1. Reload Data: Reload the data. The dataset should now reflect the new column order as specified in the import YAML.

These steps ensure that the column order in your dataset matches your specifications.

**Another approach** to reorder columns is to use the `add_map` function. For instance, to rearrange ‘column1’, ‘column2’, and ‘column3’, you can proceed as follows:

```py
# Define the data source and reorder columns using add_map
my_resource = resource().add_map(lambda row: {
    'column3': row['column3'],
    'column1': row['column1'],
    'column2': row['column2']
})

# Run the pipeline
load_info = pipeline.run(my_resource)
```

In this example, the `add_map` function reorders columns by defining a new mapping.
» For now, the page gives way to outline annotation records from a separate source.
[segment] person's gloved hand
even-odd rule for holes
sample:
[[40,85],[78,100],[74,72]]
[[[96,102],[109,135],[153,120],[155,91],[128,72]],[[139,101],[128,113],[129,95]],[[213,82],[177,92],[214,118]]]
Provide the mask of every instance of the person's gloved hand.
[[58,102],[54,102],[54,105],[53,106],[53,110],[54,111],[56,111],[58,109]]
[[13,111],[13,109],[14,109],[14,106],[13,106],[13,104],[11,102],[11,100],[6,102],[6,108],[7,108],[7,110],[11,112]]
The lambda function specifies the desired order by rearranging the key-value pairs. When the pipeline runs, the data will load with the columns in the new order.

### Load data as JSON instead of generating nested tables or columns from flattened dicts

In the export schema, you can see that the properties of white and black players got flattened into:

```yaml
white__rating:
  nullable: true
  data_type: bigint
white__result:
  nullable: true
  data_type: text
white__aid:
  nullable: true
  data_type: text
```

For some reason, you'd rather deal with a single JSON (or struct) column. Just declare the `white`
column as `json`, which will instruct `dlt` not to flatten it (or not convert into a nested table in
case of a list). Do the same with the `black` column:

```yaml
players_games:
  columns:
    end_time:
      nullable: true
      data_type: timestamp
    white:
      nullable: false
      data_type: json
    black:
      nullable: false
      data_type: json
```

Run the pipeline script again, and now you can query the `black` and `white` columns with JSON
expressions.

### Add performance hints

Let's say you are done with local experimentation and want to load your data to `BigQuery` instead
of `duckdb`. You'd like to partition your data to save on query costs. The `end_time` column we just
fixed looks like a good candidate.

```yaml
players_games:
  columns:
    end_time:
      nullable: false
      data_type: timestamp
      partition: true
    white:
      nullable: false
      data_type: json
    black:
      nullable: false
      data_type: json
```

:::note
It is possible to adjust schemas in Python, [for example in @dlt.source decorated function](../general-usage/schema.md#schema-is-modified-in-the-source-function-body)
:::

## 4. Keep your import schema

Just add and push the import folder to git. It will be used automatically when cloned. Alternatively,
[bundle such schema with your source](../general-usage/schema.md#attaching-schemas-to-sources).